L.A.-born, New York-based contemporary portraitist Kehinde Wiley is everywhere. His career-spanning survey at the Brooklyn Museum opens February 20, and the U.S. State Department awarded him the Medal of Arts in January. Now, the State Department’s Art in Embassies program has commissioned him to create a portrait of Santo Domingo students for the new U.S. Embassy in the Dominican Republic, an Art in Embassies spokeswoman confirmed to the Observer.
So far Mr. Wiley has visited with students from Santo Domingo art school Universidad de Santo Domingo—Facultad de Artes in and the Altos de Chavon School of Design in La Romana. Art in Embassies requested the work capture both the personalities of the portrait’s subjects and the country’s ethnic diversity, the spokeswoman said. The commission process started about two years ago, and the new U.S. Embassy in Santo Domingo was completed in June.
Mr. Wiley is known for oil paintings that replace European aristocrats in Old Masters portraits with contemporary African-American subjects. He initially chose his subjects among men and women he passed on the street in Harlem, and for his multi-city project “The World Stage” he expanded his reach to portraits of locals in Jamaica, China, and France, among other cities.
Mr. Wiley often invites his subjects to choose the traditional painting he inserts them into, offering them a collaborative role in the process.
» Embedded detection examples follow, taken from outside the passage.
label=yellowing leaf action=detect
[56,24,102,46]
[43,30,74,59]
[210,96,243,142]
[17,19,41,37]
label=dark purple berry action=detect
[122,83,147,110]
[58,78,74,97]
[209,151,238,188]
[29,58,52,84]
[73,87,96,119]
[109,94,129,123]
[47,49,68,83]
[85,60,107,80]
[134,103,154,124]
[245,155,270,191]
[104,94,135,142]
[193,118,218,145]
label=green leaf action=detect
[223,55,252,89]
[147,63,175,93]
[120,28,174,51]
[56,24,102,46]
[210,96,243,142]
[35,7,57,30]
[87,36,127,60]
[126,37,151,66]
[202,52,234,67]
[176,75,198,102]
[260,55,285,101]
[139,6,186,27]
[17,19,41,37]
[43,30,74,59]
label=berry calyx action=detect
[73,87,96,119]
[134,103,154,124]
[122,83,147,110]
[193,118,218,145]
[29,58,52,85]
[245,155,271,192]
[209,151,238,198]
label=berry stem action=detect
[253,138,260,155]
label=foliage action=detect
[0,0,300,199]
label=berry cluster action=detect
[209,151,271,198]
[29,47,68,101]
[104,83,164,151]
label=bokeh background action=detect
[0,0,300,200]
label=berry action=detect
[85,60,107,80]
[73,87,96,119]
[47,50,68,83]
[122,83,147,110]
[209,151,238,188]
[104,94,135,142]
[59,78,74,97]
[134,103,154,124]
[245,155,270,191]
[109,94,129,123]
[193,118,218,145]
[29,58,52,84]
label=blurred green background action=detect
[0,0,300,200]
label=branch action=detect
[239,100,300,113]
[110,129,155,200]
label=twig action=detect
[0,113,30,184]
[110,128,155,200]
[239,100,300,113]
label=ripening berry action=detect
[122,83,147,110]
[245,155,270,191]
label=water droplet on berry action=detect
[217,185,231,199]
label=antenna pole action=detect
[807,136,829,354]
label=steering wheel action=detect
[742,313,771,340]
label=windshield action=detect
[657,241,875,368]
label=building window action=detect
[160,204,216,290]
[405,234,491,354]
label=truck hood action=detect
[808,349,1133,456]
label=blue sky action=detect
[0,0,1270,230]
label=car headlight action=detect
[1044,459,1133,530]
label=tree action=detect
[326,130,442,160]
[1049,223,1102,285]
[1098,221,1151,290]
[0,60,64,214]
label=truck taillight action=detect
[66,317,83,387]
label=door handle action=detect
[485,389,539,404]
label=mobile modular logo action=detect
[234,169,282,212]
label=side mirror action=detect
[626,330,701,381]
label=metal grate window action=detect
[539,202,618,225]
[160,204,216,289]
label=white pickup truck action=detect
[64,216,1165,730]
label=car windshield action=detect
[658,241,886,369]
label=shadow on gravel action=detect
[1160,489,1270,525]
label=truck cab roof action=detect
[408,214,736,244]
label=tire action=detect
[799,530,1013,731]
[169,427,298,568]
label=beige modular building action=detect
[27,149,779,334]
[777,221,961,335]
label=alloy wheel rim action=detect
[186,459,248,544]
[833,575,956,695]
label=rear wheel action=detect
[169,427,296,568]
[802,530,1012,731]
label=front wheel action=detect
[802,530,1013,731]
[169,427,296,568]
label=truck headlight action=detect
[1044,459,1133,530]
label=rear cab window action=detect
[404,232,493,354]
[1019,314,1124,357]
He has a BFA from the San Francisco Art Institute and an MFA from Yale, and in 2002 he was named Artist in Residence at the Studio Museum in Harlem.
Curator of the U.S. Embassy’s art collection in the Dominican Republic, Virginia Shore, cited Mr. Wiley’s celebrated group portraits, his personal connection to the country and the international focus of “The World Stage” as influences for the commission. Mr. Wiley spent time in neighboring Haiti for his most recent “World Stage” installment.